Oil Prices Rise on Geopolitical Tensions

On Wednesday, July 15, 2026, oil prices climbed for a third consecutive session after U.S. President Donald Trump warned of fresh military strikes against Iran and Washington reinstated its maritime blockade of Iranian shipping through the Strait of Hormuz. At 07:28 ET (11:28 GMT), Brent crude futures for September delivery increased 0.8% to $85.39 per barrel, while West Texas Intermediate (WTI) futures rose 0.6% to $79.82 per barrel, placing both benchmarks at their highest levels in roughly a month following a near‑10% surge earlier in the week.

The U.S. military reported early‑Wednesday strikes aimed at degrading Iranian capabilities used in attacks on commercial vessels transiting the Strait. In a Fox News interview aired late Tuesday, President Trump stated the United States would continue striking Iran unless Tehran returned to negotiations, adding that power plants and bridges could be targeted as early as next week, though energy facilities would be spared for the time being.
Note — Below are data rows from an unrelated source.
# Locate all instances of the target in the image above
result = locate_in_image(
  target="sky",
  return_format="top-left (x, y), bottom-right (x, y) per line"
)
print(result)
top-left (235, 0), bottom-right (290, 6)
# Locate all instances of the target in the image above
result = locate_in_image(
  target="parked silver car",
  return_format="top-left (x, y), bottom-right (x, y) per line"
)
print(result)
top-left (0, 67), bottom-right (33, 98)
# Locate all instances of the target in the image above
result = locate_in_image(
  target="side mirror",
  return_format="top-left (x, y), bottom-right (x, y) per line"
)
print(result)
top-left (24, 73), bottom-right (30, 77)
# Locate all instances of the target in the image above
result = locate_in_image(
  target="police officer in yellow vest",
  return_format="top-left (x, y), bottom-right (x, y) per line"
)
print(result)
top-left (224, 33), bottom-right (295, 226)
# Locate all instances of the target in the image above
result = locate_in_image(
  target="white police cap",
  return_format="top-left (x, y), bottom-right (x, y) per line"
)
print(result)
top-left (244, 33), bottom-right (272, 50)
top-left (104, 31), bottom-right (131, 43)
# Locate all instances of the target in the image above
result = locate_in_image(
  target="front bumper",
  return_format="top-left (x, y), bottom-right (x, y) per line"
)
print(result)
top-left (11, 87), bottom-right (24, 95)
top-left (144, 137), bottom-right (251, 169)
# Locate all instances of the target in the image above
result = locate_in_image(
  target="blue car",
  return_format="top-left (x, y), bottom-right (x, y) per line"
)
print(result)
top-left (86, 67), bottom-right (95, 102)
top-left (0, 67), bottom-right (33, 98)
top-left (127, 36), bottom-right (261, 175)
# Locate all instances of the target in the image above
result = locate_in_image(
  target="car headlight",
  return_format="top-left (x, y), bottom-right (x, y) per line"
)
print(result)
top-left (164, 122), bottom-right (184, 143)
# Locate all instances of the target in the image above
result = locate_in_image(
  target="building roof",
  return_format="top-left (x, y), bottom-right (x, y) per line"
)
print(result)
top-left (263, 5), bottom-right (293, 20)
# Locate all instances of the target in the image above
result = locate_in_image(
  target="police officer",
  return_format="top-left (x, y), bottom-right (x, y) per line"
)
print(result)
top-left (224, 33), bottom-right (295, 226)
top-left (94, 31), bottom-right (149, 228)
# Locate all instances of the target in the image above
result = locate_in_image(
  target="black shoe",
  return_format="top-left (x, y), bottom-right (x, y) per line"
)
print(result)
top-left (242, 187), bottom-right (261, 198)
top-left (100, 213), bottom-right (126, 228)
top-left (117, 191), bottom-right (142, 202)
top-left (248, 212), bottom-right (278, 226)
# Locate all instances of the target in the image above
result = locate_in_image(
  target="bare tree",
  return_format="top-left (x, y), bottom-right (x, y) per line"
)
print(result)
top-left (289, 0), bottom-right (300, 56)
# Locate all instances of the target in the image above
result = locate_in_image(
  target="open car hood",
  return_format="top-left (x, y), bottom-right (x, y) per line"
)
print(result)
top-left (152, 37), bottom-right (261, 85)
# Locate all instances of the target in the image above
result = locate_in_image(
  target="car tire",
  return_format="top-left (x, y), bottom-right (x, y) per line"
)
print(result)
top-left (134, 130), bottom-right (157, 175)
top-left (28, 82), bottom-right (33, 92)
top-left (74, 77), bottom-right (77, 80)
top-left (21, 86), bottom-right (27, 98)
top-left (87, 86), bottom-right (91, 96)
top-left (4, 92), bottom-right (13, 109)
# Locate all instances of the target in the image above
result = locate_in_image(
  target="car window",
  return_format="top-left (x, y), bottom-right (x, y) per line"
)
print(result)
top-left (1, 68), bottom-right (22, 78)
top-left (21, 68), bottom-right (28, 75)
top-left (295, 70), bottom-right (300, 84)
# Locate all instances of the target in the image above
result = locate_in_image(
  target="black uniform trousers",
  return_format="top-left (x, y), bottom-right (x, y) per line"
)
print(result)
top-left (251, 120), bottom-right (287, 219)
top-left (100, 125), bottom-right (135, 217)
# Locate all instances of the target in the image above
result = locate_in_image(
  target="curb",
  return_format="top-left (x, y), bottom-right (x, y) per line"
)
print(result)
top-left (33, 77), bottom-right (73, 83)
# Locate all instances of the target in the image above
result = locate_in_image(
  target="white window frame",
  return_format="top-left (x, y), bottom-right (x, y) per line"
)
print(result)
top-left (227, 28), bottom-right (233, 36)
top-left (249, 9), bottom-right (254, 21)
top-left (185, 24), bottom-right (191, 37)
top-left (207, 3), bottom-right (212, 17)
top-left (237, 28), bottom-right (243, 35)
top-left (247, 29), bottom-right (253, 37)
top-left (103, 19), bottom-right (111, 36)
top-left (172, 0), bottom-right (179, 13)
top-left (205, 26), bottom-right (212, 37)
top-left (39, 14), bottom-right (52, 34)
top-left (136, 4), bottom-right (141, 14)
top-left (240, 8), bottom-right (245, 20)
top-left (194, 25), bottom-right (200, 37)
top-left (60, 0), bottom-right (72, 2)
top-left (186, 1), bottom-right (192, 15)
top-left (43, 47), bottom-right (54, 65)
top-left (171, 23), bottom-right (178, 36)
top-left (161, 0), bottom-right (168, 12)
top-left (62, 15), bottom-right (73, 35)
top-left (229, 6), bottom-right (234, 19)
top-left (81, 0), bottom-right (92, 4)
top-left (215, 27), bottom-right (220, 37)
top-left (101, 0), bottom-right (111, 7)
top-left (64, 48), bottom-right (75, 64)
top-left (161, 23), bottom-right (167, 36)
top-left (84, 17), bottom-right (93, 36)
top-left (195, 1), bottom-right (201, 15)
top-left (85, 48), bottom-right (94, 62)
Trump also withdrew a proposal introduced a day earlier to impose a 20% transit fee on cargo passing through the Strait after opposition from key Gulf allies.

The Strait of Hormuz remains a critical chokepoint, carrying roughly one‑fifth of global oil consumption. Despite heightened security risks and recent attacks on commercial vessels, shipping activity continued, albeit at a slower pace.

Industry data from the American Petroleum Institute showed U.S. crude inventories fell by about 600,000 barrels last week, a draw far below analysts’ expectations of a roughly 2.7‑million‑barrel decline.

Goldman Sachs strategists noted that their Brent price forecast of $80 per barrel for Q4 2026 and $75 for 2027 carries upside risk, with the risk skewed to the upside in the near term due to the increased threat of further attacks on tankers and Middle‑East energy infrastructure. They projected that Brent could exceed $110 per barrel in Q4 2026 if Gulf oil flows remain stalled and demand must absorb the adjustment, while a rapid rebound in flows and cooling demand amid high retail fuel prices could push Brent into the $60s by year‑end.